Geo: Improve replication status
From https://gitlab.com/gitlab-org/gitlab-ee/merge_requests/1610#note_38298784, @brodock mentions:
The method you are using to check replication lag is only reliable when there is a replication lag, if the log shipping stops, it will say "0" but in fact it's not replicating anymore it's just that the amount of logs in the secondary node has catched up.
While this is better than nothing, we either explictly says that when it's zero, or we also need to compare with the state on the master as well.
Master:
SELECT pg_current_xlog_location();
Slave:
SELECT pg_last_xlog_receive_location();
I've also found this: https://www.enterprisedb.com/blog/monitoring-approach-streaming-replication-hot-standby-postgresql-93
They mention here a select * from pg_stat_replication; we can run on primary that gives us information on the replication on the secondary nodes.

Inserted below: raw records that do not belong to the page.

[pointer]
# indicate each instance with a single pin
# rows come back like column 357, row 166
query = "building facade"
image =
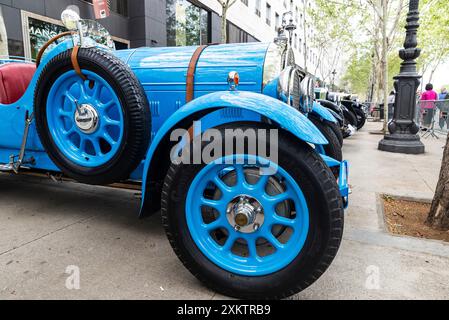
column 136, row 23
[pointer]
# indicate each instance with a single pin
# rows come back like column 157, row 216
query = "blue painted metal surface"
column 162, row 72
column 275, row 110
column 85, row 149
column 323, row 113
column 222, row 255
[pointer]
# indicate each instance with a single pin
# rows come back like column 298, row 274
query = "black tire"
column 135, row 108
column 320, row 248
column 333, row 148
column 361, row 118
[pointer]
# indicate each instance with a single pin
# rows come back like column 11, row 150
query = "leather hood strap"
column 190, row 83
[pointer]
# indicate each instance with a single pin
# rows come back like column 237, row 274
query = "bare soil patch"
column 408, row 218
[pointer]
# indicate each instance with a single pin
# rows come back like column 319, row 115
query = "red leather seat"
column 14, row 80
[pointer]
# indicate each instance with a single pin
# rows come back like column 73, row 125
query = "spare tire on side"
column 95, row 130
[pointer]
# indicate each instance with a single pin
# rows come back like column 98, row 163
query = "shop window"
column 118, row 6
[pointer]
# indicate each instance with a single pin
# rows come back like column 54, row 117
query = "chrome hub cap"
column 86, row 118
column 245, row 214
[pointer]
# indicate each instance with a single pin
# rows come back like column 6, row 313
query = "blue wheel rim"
column 85, row 149
column 221, row 254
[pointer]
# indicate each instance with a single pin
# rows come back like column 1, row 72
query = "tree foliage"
column 433, row 36
column 225, row 6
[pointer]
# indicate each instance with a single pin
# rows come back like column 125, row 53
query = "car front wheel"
column 255, row 231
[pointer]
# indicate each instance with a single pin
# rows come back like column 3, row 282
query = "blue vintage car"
column 247, row 223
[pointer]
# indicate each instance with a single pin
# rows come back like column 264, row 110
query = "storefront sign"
column 101, row 9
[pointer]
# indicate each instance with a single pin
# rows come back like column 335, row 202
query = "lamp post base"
column 402, row 143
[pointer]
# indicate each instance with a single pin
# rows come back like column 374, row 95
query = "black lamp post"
column 334, row 73
column 403, row 129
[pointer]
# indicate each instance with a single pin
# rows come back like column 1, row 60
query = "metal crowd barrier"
column 433, row 117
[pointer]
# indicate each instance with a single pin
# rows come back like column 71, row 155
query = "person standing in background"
column 443, row 106
column 427, row 108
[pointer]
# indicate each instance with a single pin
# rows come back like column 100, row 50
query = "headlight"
column 273, row 63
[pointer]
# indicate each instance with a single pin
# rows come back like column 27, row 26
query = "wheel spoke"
column 217, row 224
column 214, row 204
column 70, row 97
column 65, row 114
column 229, row 242
column 221, row 185
column 252, row 248
column 82, row 90
column 83, row 144
column 283, row 221
column 107, row 105
column 262, row 183
column 274, row 200
column 240, row 171
column 111, row 122
column 275, row 242
column 97, row 148
column 69, row 132
column 109, row 139
column 97, row 91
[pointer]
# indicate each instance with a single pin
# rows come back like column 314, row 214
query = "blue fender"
column 323, row 113
column 283, row 115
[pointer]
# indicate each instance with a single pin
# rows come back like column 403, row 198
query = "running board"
column 17, row 162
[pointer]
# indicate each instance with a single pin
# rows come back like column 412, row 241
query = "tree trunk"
column 224, row 29
column 439, row 212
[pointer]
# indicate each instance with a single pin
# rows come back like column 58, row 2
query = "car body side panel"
column 284, row 116
column 163, row 73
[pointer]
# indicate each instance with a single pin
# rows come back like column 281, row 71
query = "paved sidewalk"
column 46, row 227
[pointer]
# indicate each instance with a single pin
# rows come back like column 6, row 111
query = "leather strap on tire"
column 49, row 43
column 190, row 83
column 75, row 63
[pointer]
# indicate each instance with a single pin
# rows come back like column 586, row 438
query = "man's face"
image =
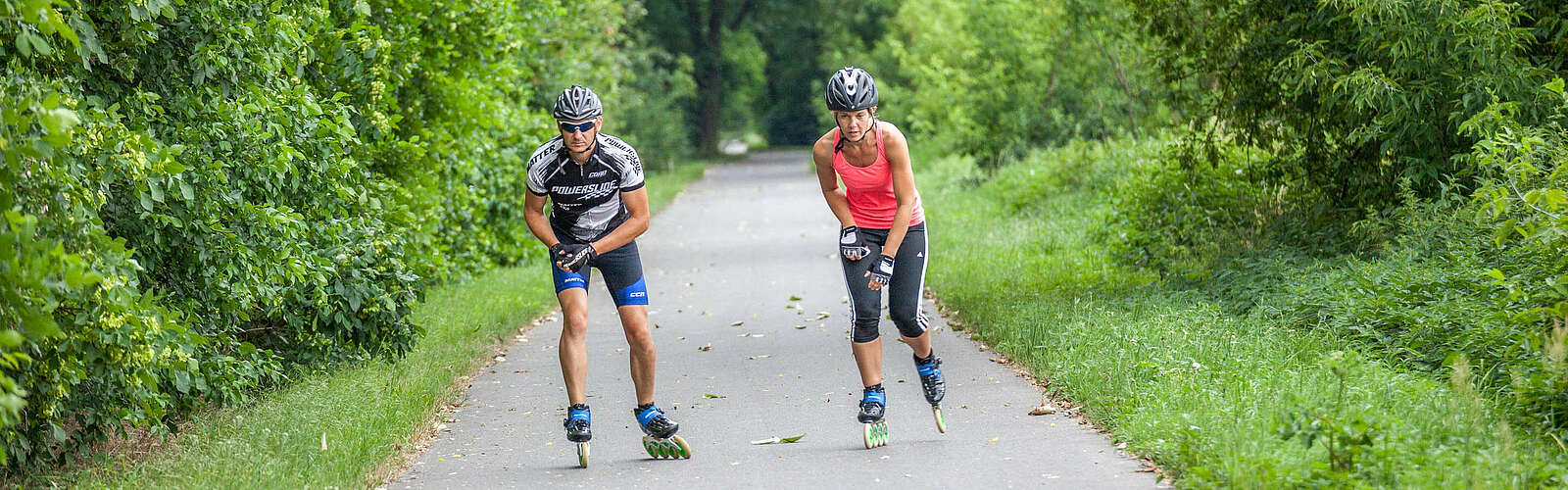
column 579, row 134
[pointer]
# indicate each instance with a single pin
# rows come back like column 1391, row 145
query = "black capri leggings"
column 904, row 291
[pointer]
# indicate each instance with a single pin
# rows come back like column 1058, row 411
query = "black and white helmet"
column 851, row 88
column 577, row 104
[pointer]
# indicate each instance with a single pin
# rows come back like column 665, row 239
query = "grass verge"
column 1215, row 398
column 339, row 427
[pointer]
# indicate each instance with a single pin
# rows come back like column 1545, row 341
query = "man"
column 600, row 208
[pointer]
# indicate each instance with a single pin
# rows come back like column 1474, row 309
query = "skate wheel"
column 875, row 434
column 681, row 448
column 666, row 448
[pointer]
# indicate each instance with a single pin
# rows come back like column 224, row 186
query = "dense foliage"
column 1015, row 74
column 1382, row 173
column 200, row 195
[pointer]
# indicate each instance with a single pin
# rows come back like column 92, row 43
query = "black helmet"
column 577, row 104
column 851, row 88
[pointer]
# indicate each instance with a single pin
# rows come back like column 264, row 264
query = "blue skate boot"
column 930, row 369
column 874, row 429
column 577, row 430
column 661, row 438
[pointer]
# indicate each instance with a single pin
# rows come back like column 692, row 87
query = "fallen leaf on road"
column 780, row 440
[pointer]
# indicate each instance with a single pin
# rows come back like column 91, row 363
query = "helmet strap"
column 839, row 146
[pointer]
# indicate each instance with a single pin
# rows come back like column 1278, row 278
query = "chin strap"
column 839, row 146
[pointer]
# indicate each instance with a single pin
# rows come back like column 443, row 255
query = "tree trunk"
column 710, row 77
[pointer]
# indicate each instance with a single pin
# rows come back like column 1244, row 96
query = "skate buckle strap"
column 648, row 415
column 875, row 396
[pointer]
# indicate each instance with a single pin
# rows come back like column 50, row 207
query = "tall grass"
column 1220, row 399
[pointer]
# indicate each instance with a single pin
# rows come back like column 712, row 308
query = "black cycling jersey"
column 585, row 200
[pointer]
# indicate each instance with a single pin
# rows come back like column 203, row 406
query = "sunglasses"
column 571, row 127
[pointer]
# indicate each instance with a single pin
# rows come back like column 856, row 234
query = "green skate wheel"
column 681, row 448
column 875, row 434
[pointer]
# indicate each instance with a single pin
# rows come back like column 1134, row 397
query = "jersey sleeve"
column 629, row 166
column 538, row 166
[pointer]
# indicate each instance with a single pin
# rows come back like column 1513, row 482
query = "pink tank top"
column 869, row 189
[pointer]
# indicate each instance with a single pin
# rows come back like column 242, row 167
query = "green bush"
column 1525, row 198
column 1196, row 203
column 1358, row 98
column 203, row 197
column 1015, row 74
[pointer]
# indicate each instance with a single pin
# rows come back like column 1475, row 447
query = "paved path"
column 736, row 247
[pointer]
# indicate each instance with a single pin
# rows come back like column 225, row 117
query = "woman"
column 882, row 239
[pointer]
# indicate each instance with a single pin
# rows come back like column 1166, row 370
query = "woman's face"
column 854, row 122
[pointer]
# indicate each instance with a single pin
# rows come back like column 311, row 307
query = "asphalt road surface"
column 725, row 265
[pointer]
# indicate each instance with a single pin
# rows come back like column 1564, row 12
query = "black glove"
column 574, row 257
column 852, row 245
column 882, row 272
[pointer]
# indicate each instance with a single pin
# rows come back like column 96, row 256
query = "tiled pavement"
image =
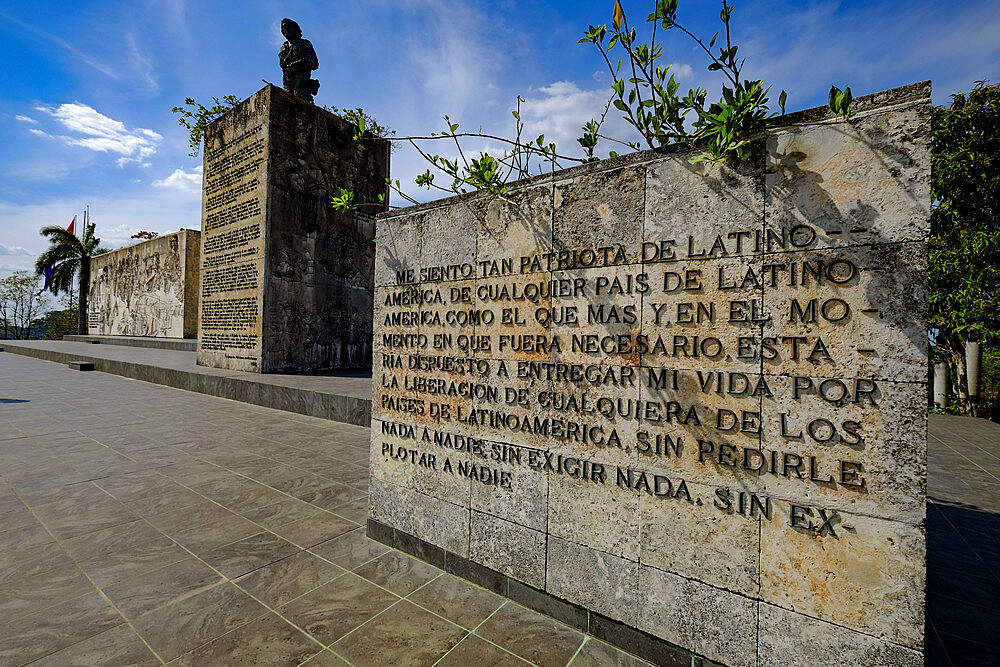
column 963, row 542
column 141, row 524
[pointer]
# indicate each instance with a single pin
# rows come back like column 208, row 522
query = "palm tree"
column 67, row 256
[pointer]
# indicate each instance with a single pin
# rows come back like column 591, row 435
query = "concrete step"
column 338, row 396
column 186, row 344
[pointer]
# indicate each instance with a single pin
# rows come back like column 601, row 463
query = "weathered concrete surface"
column 148, row 289
column 288, row 282
column 705, row 389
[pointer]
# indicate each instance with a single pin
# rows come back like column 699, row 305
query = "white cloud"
column 78, row 55
column 102, row 134
column 117, row 214
column 562, row 108
column 681, row 71
column 182, row 180
column 14, row 250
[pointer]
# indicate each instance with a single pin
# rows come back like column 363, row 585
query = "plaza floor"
column 141, row 524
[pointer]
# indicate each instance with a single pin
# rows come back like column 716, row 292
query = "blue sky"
column 87, row 86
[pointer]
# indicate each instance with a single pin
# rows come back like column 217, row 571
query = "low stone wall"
column 688, row 403
column 147, row 289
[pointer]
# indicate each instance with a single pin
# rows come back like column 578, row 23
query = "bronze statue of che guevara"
column 298, row 59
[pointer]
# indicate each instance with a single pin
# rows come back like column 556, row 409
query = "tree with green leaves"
column 20, row 303
column 69, row 256
column 964, row 279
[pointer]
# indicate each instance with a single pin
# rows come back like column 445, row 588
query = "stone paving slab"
column 144, row 525
column 338, row 395
column 141, row 524
column 963, row 541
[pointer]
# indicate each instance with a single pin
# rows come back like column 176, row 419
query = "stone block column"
column 287, row 282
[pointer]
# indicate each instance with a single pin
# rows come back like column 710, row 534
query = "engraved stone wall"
column 287, row 282
column 147, row 289
column 691, row 401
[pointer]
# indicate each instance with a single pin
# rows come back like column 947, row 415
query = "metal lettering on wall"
column 233, row 208
column 659, row 394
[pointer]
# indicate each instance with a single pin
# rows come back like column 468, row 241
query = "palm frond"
column 63, row 274
column 57, row 234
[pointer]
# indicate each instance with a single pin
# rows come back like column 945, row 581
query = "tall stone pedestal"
column 287, row 282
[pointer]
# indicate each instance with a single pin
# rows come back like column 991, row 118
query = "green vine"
column 648, row 95
column 196, row 117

This is what I see on my test machine:
template1=# SELECT pg_current_xlog_location();
pg_current_xlog_location
--------------------------
360/B0000060
(1 row)
template1=# select * from pg_stat_replication;
pid | usesysid | usename | application_name | client_addr | client_hostname | client_port | backend_start | backend_xmin | state | sent_location | w
rite_location | flush_location | replay_location | sync_priority | sync_state
------+----------+-------------------+------------------+--------------+-----------------+-------------+-------------------------------+--------------+-----------+---------------+--
--------------+----------------+-----------------+---------------+------------
6193 | 16386 | gitlab_replicator | walreceiver | 10.xxx.xxx.xxx | | 60674 | 2017-08-19 23:49:55.670597+00 | | streaming | 360/B0000060 | 3
60/B0000060 | 360/B0000060 | 360/B0000060 | 0 | async
so by comparing both the 360/B0000060 we know for sure a "zero" lag also means they are not zero because we are failling to ship logs.